Overall sentiment in the reviews is highly polarized but leans toward serious concern. A substantial number of reviews allege severe problems with care quality, sanitation, and safety — including reports of roach infestations, black mold, a history of rats, and multiple accounts of residents being left in urine and feces for extended periods. Numerous reviewers describe worsening bedsores, infections, dehydration, weight loss, missed medications (including insulin not given with meals), and delayed or absent basic care such as showers and toileting. Several reviews claim incidents were not reported properly, nursing notes were altered, and administration attempted to cover up complaints. There are also multiple alarming allegations of abuse and unprofessional conduct by staff, including inappropriate behavior by a male nurse, staff marijuana use while on duty, and cell phone use leading to inattentive care. Some reviewers go as far as linking neglect to ambulance calls and deaths, and report that the state was notified.
Staffing and management emerge as central themes. Many reviews cite chronic staff shortages — specifically too few nurses and CNAs — causing care gaps, inconsistent coverage for showers, and closures of dietary services. These shortages reportedly led to dietary lapses (meals reduced or replaced by fast food like McDonald's), inability to do laundry or provide necessary supplies (diapers, towels, wipes), and overall delayed responses to resident needs. Several reviewers also reported poor communication from management: unanswered calls, failure to return messages, mishandled discharges without paperwork or instructions, and perceived excuses from business/desk staff. Conversely, a set of reviewers praise recent leadership and certain staff members — highlighting Executive Director Natasha Johnson-Murphy, a Life Enrichment Director, Nathaniel, and CNAs such as Crystal — noting improved responsiveness, respectful treatment, and engaged care teams. This contrast suggests variability in shifts or units and possible improvements under specific leaders.

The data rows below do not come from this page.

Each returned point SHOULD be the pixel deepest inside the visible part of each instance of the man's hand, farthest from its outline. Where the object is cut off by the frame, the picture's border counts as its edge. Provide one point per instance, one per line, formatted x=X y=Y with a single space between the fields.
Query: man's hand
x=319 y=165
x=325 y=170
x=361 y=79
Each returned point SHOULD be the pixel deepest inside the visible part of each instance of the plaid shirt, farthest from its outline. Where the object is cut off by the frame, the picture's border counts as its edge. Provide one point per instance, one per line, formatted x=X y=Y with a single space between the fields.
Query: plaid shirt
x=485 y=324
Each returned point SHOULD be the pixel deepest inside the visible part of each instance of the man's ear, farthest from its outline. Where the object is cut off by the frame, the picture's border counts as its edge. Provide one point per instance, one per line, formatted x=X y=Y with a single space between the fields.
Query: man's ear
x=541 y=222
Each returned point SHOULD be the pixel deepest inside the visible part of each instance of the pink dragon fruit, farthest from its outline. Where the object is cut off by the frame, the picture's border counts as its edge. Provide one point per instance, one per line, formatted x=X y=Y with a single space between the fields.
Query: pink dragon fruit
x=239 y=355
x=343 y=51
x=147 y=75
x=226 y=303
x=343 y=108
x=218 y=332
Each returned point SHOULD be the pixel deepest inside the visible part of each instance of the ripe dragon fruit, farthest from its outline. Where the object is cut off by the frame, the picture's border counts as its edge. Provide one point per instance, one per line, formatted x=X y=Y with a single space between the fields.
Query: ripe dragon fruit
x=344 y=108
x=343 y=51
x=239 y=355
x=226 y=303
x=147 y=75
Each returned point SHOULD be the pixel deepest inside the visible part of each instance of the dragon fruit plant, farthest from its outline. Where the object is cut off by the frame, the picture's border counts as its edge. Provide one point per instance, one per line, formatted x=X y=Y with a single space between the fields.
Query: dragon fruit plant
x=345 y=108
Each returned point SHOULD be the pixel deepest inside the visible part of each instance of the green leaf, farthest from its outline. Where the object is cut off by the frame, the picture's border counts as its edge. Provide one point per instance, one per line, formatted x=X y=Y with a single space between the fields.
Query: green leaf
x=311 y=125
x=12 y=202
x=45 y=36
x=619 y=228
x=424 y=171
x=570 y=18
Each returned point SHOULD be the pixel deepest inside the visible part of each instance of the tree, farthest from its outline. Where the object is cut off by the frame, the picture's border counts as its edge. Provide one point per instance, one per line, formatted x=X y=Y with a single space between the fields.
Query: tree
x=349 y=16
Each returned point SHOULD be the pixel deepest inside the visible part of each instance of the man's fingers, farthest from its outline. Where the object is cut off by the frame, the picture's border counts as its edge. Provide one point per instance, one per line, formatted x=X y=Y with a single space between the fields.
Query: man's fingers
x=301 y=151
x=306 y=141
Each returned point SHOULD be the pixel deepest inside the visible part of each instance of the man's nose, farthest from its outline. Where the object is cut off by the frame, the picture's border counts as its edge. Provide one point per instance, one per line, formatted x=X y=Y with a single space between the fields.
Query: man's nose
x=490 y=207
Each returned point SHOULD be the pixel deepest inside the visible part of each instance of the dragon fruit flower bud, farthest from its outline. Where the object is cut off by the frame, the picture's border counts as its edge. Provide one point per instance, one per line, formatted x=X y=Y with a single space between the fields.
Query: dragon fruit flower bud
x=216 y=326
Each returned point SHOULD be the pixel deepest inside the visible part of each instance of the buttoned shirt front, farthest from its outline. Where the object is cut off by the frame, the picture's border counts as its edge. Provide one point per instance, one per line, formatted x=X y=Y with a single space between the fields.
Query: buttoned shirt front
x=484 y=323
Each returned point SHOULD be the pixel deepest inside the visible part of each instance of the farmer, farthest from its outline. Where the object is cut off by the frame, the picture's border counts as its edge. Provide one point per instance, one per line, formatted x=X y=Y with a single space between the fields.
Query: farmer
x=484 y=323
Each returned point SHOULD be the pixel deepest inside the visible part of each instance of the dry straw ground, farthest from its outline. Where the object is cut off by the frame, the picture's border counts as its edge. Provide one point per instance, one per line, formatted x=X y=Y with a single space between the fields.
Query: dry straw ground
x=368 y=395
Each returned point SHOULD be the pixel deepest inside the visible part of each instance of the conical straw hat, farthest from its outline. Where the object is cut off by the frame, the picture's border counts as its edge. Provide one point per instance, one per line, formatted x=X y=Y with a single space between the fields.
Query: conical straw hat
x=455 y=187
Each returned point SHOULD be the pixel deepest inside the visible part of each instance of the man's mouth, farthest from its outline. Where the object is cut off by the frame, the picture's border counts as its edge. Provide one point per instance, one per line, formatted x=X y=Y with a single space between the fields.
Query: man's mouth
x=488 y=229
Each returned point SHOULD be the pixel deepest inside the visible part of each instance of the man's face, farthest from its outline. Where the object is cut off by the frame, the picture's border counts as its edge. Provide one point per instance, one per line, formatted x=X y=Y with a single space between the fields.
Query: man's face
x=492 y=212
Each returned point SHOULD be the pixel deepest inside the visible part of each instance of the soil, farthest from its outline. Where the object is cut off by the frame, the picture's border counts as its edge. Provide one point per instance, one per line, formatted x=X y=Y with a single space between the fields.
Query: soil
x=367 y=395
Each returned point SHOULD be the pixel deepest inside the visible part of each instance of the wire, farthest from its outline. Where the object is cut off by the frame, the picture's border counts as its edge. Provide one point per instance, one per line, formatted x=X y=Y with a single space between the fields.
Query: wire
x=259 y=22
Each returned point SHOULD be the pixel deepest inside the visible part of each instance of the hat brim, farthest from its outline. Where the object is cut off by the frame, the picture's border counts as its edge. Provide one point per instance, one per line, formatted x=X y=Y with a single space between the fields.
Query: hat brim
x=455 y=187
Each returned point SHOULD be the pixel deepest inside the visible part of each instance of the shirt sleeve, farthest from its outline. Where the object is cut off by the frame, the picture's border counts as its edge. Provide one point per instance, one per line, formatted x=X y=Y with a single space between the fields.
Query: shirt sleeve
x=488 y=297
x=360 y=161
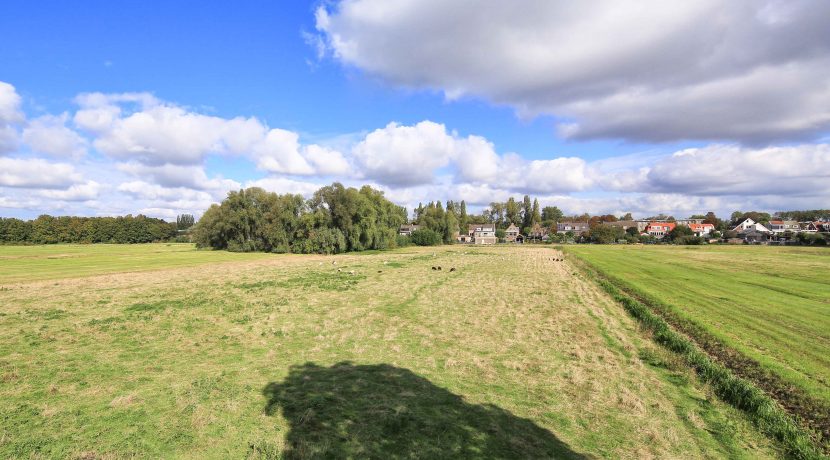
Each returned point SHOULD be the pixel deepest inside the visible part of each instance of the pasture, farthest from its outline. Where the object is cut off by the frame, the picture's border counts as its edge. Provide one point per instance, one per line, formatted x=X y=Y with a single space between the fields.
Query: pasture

Facility conditions and maintenance are a recurring problem in negative reviews. Beyond pest issues and mold, reviewers mention broken facility infrastructure (toilets, hot rooms, TV problems), slow repair response, and housekeeping neglect leading to dirty rooms and common areas. Several accounts describe water problems that impacted dietary and laundry operations. These environmental and logistical failures compound clinical care concerns since lack of clean linens, sanitary rooms, and functioning equipment directly affect resident health and dignity.
Safety, documentation, and clinical accountability concerns are frequently raised. Reported issues include altered nursing notes, unreported resident falls, miscommunication about hospice responsibilities, inconsistent medication timing, and missed wound care or supplies that exacerbated or created pressure injuries. One or more reviewers reported alleged theft of clothes and possessions. Privacy concerns were noted at the nurse station. There are also procedural complaints such as weekly COVID testing policies being applied inconsistently or misunderstanding of respiratory symptoms leading to misattribution and delayed care.
Activities, social engagement, and therapy services receive mixed feedback but skew negative in aggregate. Multiple reviews describe limited activities, no resident outings, and a broken bus that prevented transportation. Some positive comments reference outdoor picnics and engaged residents enjoying events, and one reviewer praised the Life Enrichment Director for personal, honest, sensitive programming. Therapy services are noted as contracted rather than in-house, which some reviews mention as a concern. Overall, activity programming appears inconsistent across reports.
Dining and basic supplies show operational weaknesses in several accounts. Reviewers reported dietary closures due to lack of staff, inconsistent provision of special-diet meals (with administration sometimes intervening to fix issues), and occasional reliance on external food. Water and laundry problems, lack of diapers and wipes, and insufficient housekeeping supplies contributed to poor resident hygiene and comfort.
Variability between reviews is striking and important to emphasize. While many reports describe severe neglect, unsanitary conditions, and organizational failures, an appreciable number of reviewers report positive experiences: caring, knowledgeable staff; cleanliness; good communication; respectful treatment; and effective leadership and transitions. Named staff (Crystal, Natasha Johnson-Murphy, Nathaniel, and a praised Life Enrichment Director) appear repeatedly in positive accounts, suggesting pockets of high-quality care or recent improvements in leadership in some units or time periods. This pattern points to significant inconsistency in staff performance, management responsiveness, and day-to-day operations.
In conclusion, the review corpus indicates serious, recurring complaints about sanitation, neglect, medication and wound-care failures, staffing shortages, and alleged administrative cover-ups that pose safety and dignity concerns for residents. At the same time, there are credible positive reports highlighting dedicated staff, engaged leadership, and satisfying experiences for some families. The overall picture is one of a facility with potentially deep systemic problems and notable variability: isolated areas or staff provide good care, but multiple, severe negative reports suggest risk to residents that warrants careful scrutiny, follow-up by regulators or family advocates, and close monitoring of management and clinical practices before recommending placement without verification of resolved issues.